I took it away to consult officials and we went through the Bill. Having done so, I contend that the Bill affords, in equal weight, opportunities for the professions to have their voices heard, either because they are, as noble Lords know, well organised, well funded and very well established bodies, conversant in the art of putting forward their views; or, indeed, because the legislation itself requires that they are consulted at various points. It is not that I do not accept the principle behind what I said, but we believe that the Bill already does it. Noble Lords may disagree with that; that is for noble Lords to determine. There is nothing behind the scenes, as such. On examination, it was our view that we had achieved what was wanted. That is why I have not brought forward another amendment.

My Lords, it might be of great assistance to the House if the Minister could indicate where in the Bill she found this general duty to consult. I have not yet found any such provision. This is now such a huge Bill, with so many government amendments, that there may well be hidden away something that would satisfy us, but I have not yet found it.

My Lords, I think the noble Lord knows that there are specific requirements in different parts of the Bill which mean that consultation is necessary on particular issues. I cannot win on this. The Government bring forward amendments in order to respond; indeed, a number of amendments are specifically designed to support issues raised by the Law Society. A lot of them are very small, technical changes, but none the less important. That is why there appear to be many more amendments than usual.

Noble Lords will, I have no doubt, return to this issue at Third Reading, but that is my explanation. I shall deal with one particular point raised in the amendments. I have indicated that there are sufficient opportunities. Clause 3 specifically requires the board to have regard to key principles, including any other principle that appears to represent the best regulatory practice. In line with best regulatory practice—for example, the Better Regulation Executive’s code of practice on consultation—the board should consider representations made, especially if they come from those affected by its function. The code of practice does not require us to set out consultation provisions in legislation, but it sets out a number of principles of best practice. They include: identifying the relevant interested parties and those likely to be affected by the policy; providing feedback on responses and how they have influenced the policy; and paying particular attention to representative bodies, such as business associations and trade unions.
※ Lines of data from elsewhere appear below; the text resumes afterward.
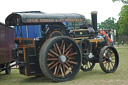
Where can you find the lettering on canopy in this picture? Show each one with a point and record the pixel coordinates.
(55, 20)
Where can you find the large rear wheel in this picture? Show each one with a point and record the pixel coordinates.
(60, 58)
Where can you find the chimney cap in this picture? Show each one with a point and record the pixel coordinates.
(94, 12)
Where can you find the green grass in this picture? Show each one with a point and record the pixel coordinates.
(94, 77)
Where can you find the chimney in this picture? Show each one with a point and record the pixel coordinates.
(94, 20)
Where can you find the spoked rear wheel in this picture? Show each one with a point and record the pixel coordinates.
(108, 59)
(60, 58)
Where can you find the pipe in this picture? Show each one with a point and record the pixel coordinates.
(94, 20)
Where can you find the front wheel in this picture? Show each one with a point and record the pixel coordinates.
(60, 58)
(108, 59)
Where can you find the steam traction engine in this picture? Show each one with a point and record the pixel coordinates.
(67, 44)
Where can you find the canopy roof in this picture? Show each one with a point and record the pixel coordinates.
(24, 18)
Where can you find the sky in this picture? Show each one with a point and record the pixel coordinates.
(105, 8)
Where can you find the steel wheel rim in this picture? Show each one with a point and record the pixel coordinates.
(87, 66)
(62, 59)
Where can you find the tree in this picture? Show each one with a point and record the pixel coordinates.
(108, 24)
(123, 21)
(123, 1)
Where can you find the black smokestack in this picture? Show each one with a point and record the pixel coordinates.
(94, 20)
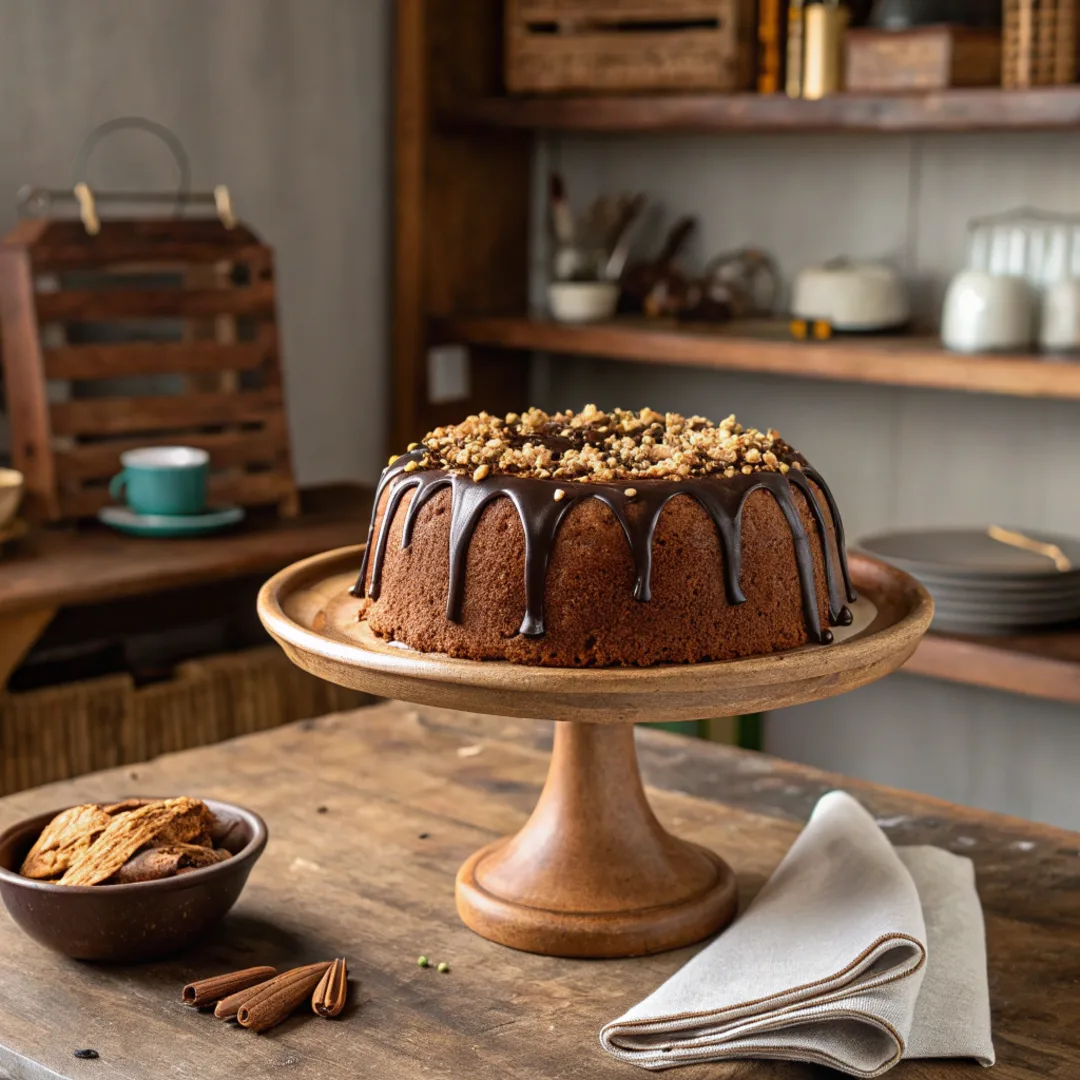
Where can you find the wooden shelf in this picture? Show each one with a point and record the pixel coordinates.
(952, 110)
(1039, 665)
(92, 564)
(764, 347)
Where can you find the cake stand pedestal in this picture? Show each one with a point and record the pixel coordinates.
(592, 873)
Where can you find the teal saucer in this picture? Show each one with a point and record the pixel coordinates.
(165, 526)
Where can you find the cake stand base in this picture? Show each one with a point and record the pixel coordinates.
(593, 873)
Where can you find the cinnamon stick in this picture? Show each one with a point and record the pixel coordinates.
(328, 999)
(228, 1007)
(205, 991)
(279, 999)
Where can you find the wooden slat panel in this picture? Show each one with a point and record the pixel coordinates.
(149, 358)
(245, 489)
(100, 460)
(65, 244)
(256, 299)
(25, 387)
(162, 254)
(110, 416)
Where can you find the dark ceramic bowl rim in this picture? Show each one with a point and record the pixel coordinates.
(250, 852)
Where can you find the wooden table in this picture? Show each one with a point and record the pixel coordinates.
(57, 568)
(408, 793)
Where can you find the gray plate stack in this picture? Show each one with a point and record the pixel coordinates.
(982, 585)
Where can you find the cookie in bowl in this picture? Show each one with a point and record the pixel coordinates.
(127, 881)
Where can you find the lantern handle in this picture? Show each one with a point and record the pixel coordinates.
(136, 123)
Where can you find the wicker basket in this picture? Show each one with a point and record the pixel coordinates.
(65, 731)
(1040, 42)
(617, 45)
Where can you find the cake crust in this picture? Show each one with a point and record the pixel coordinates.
(595, 539)
(591, 616)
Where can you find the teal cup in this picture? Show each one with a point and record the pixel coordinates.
(162, 480)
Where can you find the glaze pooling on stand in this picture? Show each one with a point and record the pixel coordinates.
(723, 498)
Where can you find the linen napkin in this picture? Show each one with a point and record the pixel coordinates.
(854, 955)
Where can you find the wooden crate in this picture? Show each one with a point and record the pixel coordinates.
(98, 724)
(149, 333)
(1040, 42)
(925, 57)
(618, 45)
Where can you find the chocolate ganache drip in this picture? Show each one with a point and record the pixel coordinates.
(540, 511)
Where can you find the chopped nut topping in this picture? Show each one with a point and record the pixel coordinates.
(594, 446)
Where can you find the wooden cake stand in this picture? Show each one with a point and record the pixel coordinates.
(592, 873)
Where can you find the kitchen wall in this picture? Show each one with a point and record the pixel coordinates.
(893, 457)
(284, 102)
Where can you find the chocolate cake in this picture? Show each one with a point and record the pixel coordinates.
(581, 539)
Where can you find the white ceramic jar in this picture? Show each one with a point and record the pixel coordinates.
(1060, 325)
(987, 312)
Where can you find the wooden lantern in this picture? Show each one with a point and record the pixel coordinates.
(145, 332)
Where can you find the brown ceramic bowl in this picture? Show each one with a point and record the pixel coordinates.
(130, 922)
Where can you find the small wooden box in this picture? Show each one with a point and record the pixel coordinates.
(618, 45)
(926, 57)
(1042, 46)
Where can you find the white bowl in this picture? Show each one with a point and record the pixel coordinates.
(986, 312)
(582, 301)
(11, 495)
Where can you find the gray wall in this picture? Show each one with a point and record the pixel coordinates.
(286, 103)
(894, 457)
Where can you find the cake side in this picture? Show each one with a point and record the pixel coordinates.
(591, 618)
(596, 539)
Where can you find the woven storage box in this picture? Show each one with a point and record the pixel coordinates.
(613, 45)
(65, 731)
(1040, 42)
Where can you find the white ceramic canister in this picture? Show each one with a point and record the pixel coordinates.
(986, 312)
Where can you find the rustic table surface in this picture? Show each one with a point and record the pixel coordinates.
(372, 812)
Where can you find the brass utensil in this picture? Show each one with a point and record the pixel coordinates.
(1036, 547)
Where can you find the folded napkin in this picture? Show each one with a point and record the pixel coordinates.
(854, 955)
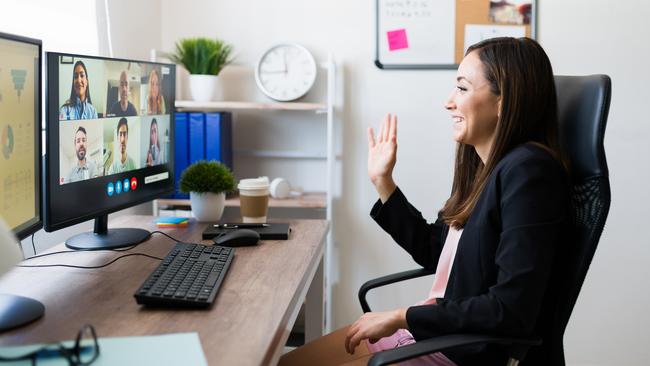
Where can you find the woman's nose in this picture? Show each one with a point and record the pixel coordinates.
(450, 104)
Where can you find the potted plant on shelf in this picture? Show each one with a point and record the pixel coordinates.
(207, 183)
(203, 58)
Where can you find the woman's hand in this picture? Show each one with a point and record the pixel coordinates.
(373, 326)
(382, 155)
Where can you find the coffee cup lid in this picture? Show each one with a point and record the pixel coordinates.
(254, 183)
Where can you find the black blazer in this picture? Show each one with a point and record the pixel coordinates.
(500, 275)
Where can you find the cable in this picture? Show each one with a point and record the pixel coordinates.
(165, 234)
(113, 250)
(100, 266)
(89, 267)
(33, 245)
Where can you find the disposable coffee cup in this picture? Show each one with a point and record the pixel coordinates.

Given the requirement that the board follows best practice in respect of consultation, we should not have to set out in legislation practice which could become outdated and irrelevant as we move forward and become more detailed about the kind of consultation we wish to see. I do not want to narrow the focus of the board’s consultation, which I fear the amendment might if we were to limit the board’s consultation to the extent that its general policies and practice are consistent with its duty under Section 3, or the degree to which the board’s proposed activities are appropriately targeted, and whether or not the proposed programme of work is proportionate.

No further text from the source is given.